Every politician looks for what will resonate with voters.   The use of social media data and voter profiling in the 2012 election seems nearly wholesome in comparison with  Cambridge Analytica's data exploitation.  But this is the first time (that we know of) that data has been solicited for political purposes using misinformation to trick people into disclosure.  This triggers a serious hot button for many, given the amount of misinformation that has swirled around during and since the Trump-Clinton election.  Everyone is hyper-sensitive to fake news no matter their political persuasion.  Knowing that misinformation was at the root of this data gathering will make the violation seem even more egregious to many, especially given the cognitive bias that makes us attribute behaviors or intentions based on past experience.  (If they cheated on A, they will likely cheat on B OR if they cheated on B, they must have cheated on A.)  This is not rational but being manipulated moves people inherently from a trusting to a defensive and suspicious position.  

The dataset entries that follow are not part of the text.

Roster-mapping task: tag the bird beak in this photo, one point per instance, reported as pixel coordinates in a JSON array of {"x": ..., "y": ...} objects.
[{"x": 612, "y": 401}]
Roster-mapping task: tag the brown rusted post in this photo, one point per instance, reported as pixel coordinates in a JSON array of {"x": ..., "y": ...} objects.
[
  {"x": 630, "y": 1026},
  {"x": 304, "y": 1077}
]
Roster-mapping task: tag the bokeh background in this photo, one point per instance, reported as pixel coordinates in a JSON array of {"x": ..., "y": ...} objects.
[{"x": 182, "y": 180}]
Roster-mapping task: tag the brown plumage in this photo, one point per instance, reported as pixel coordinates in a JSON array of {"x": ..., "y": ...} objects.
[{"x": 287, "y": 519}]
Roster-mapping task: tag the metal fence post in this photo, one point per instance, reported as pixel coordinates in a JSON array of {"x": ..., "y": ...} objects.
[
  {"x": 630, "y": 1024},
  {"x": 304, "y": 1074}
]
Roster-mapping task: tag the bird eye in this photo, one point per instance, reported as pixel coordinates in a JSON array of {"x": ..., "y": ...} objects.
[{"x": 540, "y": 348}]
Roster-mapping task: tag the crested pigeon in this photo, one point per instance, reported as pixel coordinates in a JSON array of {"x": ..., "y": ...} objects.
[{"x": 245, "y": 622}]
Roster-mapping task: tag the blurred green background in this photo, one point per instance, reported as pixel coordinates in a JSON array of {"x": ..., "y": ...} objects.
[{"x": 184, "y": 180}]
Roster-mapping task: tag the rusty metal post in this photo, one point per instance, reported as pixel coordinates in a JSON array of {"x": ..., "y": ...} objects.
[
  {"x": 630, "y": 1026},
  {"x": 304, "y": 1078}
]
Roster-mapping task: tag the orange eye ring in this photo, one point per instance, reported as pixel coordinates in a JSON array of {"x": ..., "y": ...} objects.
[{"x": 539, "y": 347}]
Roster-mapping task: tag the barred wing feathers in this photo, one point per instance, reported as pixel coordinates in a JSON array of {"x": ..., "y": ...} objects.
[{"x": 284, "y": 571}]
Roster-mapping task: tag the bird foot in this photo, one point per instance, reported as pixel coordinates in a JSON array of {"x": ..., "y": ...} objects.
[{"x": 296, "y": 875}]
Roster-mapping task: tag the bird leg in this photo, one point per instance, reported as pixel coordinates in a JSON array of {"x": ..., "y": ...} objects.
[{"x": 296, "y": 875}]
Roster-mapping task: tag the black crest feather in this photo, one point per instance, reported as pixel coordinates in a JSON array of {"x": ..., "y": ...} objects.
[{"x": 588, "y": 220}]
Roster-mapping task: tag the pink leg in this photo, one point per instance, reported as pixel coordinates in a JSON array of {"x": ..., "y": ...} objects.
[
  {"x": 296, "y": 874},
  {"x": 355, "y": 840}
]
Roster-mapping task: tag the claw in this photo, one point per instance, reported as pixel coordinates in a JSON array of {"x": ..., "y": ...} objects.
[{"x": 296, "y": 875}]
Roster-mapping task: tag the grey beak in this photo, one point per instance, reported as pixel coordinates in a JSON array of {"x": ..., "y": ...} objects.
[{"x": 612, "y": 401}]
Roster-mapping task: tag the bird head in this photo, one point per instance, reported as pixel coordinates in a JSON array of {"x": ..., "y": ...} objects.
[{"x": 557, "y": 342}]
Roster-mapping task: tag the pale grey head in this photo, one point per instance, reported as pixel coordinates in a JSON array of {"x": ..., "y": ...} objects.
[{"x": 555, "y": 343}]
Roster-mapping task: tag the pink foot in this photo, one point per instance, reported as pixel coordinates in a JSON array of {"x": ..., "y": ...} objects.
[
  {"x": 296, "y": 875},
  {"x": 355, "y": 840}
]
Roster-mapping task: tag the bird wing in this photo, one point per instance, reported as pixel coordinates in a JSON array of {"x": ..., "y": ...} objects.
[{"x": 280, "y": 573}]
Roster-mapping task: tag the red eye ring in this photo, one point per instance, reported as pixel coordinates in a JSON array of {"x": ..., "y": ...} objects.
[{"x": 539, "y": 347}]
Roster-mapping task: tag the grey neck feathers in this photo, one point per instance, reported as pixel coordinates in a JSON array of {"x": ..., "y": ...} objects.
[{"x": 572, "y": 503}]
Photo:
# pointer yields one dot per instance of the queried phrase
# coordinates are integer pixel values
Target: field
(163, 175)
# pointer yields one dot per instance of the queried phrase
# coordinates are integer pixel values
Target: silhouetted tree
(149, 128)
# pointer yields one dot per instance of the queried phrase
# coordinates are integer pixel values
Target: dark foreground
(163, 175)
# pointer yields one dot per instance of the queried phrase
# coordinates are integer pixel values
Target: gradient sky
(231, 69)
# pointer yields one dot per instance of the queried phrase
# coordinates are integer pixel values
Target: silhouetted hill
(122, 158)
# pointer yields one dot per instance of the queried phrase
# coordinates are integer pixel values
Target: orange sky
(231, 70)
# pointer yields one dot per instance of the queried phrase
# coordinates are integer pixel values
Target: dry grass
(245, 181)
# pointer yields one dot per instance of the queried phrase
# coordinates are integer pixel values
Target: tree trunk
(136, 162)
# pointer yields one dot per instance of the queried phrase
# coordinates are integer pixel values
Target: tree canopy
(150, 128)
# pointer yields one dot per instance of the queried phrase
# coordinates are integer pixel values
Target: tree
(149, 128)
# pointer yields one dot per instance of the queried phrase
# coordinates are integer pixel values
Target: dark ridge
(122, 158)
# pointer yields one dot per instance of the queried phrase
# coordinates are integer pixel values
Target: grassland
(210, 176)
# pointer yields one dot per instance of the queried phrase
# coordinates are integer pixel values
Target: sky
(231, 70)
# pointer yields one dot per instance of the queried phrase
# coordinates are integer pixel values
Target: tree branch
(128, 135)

Sadly, this all this manifests in a lot of finger-pointing and we always like to have someone to blame.  In this case, it looks like Facebook’s feet will be held to the flame along with Cambridge Analytica.  I seriously doubt if there’s anything Facebook could feasibly have done to keep an organization from misrepresenting their intent.  However, ironically for Facebook, the strength of their brand implicitly validated the app.